In August, 2019 Anthony Billups of Music City Murals and Olasubomi Aka-Bashorun did a series of murals in the new Frankie Pierce Park. The murals all honor one of Nashville’s most important Black activists, J. Frankie Pierce. Pierce was a civil rights activist who played an important part in the women’s suffrage movement in Nashville, and who opened the Tennessee Vocational School for Colored Girls in 1923, which remained open until 1979.
There’s a long Pierce mural on the east side of the park. On the southwest side, there are two Pierce murals flanking a railroad underpass, the southernmost of which I’ve already featured. Today being the first day of African-American History Month, it’s a good time to wrap up this series. This third mural lies across the street from the second one. Here we can read a short biography of Pierce’s life and work in the form of a newspaper article, and learn about her campaigns for civil rights and women’s suffrage.
Frankie Pierce Park is a green space that includes a children’s playground that was built as a public-private partnership between Capitol View, a massive multi-block development, and Metro Parks. It lies in a triangle of land between two elevated railroad lines that separate Capitol View from Capitol Hill.
Today, the neighborhood the park is found in is know as Capitol View, after the enormous development project. There are even developers and real-estate agents who like to call it “North Gulch,” which is truly awful. But as the “newspaper article” that makes up the mural notes, when Frankie Pierce was alive, this patch of land was called Hell’s Half-Acre. Founded during Reconstruction, the neighborhood was populated by Blacks and immigrants. As it lay outside of city limits at the time, it was a place where saloons and all kinds of vice flourished, but was also home to a rich African-American culture. It was razed in the 1950s as part of a Capitol Hill Redevelopment plan, and largely remained empty (or used as parking lots) until the Capitol View development project was built. Gentrification, or just outright destruction of neighborhoods, is not a new problem in Nashville.

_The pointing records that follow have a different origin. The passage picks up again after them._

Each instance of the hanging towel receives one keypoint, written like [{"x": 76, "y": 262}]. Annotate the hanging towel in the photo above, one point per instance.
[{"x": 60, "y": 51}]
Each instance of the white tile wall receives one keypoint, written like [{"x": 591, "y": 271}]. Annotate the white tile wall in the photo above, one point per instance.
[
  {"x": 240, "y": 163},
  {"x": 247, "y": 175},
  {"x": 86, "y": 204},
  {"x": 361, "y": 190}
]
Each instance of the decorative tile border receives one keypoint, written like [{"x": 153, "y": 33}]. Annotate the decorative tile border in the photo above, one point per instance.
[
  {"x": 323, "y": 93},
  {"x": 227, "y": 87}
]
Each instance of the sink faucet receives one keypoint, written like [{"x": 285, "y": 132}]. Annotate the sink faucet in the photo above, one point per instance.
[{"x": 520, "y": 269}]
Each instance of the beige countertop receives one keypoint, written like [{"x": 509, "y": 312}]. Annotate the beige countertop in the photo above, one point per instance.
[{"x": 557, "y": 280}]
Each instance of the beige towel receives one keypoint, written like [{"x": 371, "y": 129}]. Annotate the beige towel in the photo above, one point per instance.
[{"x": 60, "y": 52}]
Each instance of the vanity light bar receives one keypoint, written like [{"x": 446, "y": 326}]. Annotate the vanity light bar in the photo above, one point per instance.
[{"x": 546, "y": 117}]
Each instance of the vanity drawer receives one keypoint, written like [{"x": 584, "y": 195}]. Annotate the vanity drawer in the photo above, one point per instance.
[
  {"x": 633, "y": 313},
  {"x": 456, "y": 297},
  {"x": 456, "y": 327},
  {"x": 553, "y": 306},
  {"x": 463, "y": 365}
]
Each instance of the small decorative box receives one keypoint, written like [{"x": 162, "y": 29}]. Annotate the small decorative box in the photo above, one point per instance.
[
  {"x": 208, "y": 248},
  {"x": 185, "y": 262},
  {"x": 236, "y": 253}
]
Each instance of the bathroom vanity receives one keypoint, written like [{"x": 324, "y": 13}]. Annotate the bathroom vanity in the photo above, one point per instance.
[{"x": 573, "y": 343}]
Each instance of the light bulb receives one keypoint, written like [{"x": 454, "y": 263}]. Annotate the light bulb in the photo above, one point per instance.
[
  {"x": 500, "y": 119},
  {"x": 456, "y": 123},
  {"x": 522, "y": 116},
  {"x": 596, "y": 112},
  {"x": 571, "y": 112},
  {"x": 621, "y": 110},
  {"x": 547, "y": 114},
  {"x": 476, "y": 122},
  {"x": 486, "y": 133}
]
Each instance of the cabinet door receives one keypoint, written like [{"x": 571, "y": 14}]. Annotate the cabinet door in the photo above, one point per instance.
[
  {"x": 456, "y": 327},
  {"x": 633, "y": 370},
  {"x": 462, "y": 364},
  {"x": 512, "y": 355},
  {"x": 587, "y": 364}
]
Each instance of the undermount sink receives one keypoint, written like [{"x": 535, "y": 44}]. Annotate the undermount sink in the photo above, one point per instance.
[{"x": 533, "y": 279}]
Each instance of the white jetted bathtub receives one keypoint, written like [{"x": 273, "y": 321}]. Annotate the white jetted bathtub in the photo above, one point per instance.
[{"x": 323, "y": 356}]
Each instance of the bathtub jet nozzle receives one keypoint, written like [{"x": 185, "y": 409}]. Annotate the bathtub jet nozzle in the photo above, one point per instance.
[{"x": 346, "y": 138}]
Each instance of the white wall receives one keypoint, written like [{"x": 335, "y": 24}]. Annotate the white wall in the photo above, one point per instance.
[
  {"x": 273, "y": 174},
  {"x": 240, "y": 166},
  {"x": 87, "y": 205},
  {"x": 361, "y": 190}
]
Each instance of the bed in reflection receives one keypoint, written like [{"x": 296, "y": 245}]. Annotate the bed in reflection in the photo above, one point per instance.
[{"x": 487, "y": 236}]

Here you can see the “newspaper” mural with its companion, looking out of the park towards the Capitol View development.

Located at 130 Lifeway Plaza. That’s the address of the park. The mural is found on the south end of the park, on the southern railroad underpass, right off of Nelson Merry Street. The easiest parking is off of Nelson Merry, which you can see in the bottom image, and at Capitol View.